Here, some auto loan lenders will repo if the loan is current, but most will not. An experienced bankruptcy attorney will be able to advise you properly as to the odds here.
Beyond that practical consideration, however, assuming that you do want to sign and reaffirm such an agreement (as noted above: I often advise my clients not to bother, but this is a fact-specific and case-specific consideration), the question is whether you have an “undue hardship.” What that means is this: if, on paper, as described in your bankruptcy petition, your monthly average expenses exceed your monthly average income, your attorney cannot counter-sign a reaffirmation agreement (unless the creditor is a credit-union, as credit-unions have lobbied & obtained special consideration in the Bankruptcy Code on the premise that they are “owned” by their customers).
If your attorney cannot (or will not) sign a reaffirmation agreement, you may return it to the creditor with your signature alone on it.
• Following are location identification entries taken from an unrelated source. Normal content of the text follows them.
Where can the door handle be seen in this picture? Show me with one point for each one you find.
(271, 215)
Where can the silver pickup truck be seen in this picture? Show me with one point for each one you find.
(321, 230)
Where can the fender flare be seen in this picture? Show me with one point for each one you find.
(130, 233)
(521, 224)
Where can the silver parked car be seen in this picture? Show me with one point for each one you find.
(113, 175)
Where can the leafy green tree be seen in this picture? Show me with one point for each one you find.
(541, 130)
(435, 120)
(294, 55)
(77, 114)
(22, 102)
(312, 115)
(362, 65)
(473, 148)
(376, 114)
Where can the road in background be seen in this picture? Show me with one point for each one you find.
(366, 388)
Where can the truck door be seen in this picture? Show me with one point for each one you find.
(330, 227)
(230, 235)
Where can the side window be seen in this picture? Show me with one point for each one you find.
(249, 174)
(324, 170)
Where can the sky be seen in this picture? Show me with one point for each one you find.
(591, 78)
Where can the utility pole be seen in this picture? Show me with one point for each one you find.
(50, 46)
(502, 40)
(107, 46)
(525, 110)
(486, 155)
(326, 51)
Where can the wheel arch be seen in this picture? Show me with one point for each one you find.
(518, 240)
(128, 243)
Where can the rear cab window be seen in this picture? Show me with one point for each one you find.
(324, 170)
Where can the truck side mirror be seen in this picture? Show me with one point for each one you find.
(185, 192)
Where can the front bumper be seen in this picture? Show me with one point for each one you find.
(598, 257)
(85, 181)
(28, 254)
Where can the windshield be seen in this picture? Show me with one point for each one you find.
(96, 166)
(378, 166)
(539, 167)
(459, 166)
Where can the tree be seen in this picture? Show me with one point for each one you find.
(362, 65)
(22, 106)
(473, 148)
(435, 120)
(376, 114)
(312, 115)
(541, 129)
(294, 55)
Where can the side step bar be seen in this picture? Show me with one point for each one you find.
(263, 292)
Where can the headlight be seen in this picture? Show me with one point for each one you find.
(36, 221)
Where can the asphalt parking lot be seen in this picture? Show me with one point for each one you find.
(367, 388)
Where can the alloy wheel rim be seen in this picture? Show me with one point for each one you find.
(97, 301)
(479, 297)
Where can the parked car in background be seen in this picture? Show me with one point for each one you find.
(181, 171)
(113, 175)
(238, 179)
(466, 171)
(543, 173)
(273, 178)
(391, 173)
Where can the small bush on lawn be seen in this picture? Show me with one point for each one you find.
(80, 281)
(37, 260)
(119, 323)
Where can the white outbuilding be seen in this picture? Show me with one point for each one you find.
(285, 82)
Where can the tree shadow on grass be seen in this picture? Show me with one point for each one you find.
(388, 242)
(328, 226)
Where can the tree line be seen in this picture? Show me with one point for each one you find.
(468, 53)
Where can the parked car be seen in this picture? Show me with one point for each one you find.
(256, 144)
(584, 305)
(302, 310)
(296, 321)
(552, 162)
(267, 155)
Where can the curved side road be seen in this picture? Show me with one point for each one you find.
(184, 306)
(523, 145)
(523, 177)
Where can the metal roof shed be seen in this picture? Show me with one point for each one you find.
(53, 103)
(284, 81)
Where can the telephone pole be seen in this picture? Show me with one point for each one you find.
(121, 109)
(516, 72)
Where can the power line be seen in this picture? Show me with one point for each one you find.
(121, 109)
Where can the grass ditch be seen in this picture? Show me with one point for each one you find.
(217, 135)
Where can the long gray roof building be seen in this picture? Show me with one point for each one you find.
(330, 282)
If the creditor decides to file the agreement without your attorney’s signature, you will, in the Eastern District of Michigan, almost certainly be required to attend a hearing on the matter of whether the court ought to approve it or not. You will be required to explain to your judge why you can afford to make these car payments even though, on paper, it looks like you can’t.
If the judge denies the reaffirmation agreement, it may be the best of both worlds: keep the car, keep making the payments, no repossession, just like a mortgage. The creditor will likely not be able to enforce any “ipso facto” clauses in their loan agreement, which is the clause they rely on to repo a car when the payments are current as the typical ipso facto clause states that the mere filing of a bankruptcy constitutes a default on the agreement and allow the acceleration of the creditor’s remedies (demand for full payment of the loan balance).
However, here, in this part of Michigan, I have never seen a judge deny a reaffirmation agreeement. You can expect that, if you show up for such a hearing and give the judge any sort of logical response to his of her questions, the reaffirmation agreement will be allowed and you will be on the hook for the debt. In additional, local court rules here in the Eastern District of Michigan Bankruptcy Court require your attorneys to accompany you to reaffirmation agreement hearings, and most bankruptcy attorneys will be obliged to charge you for this extra obligatory service.
Thus, the decision to sign a reaffirmation agreement should not be taken lightly.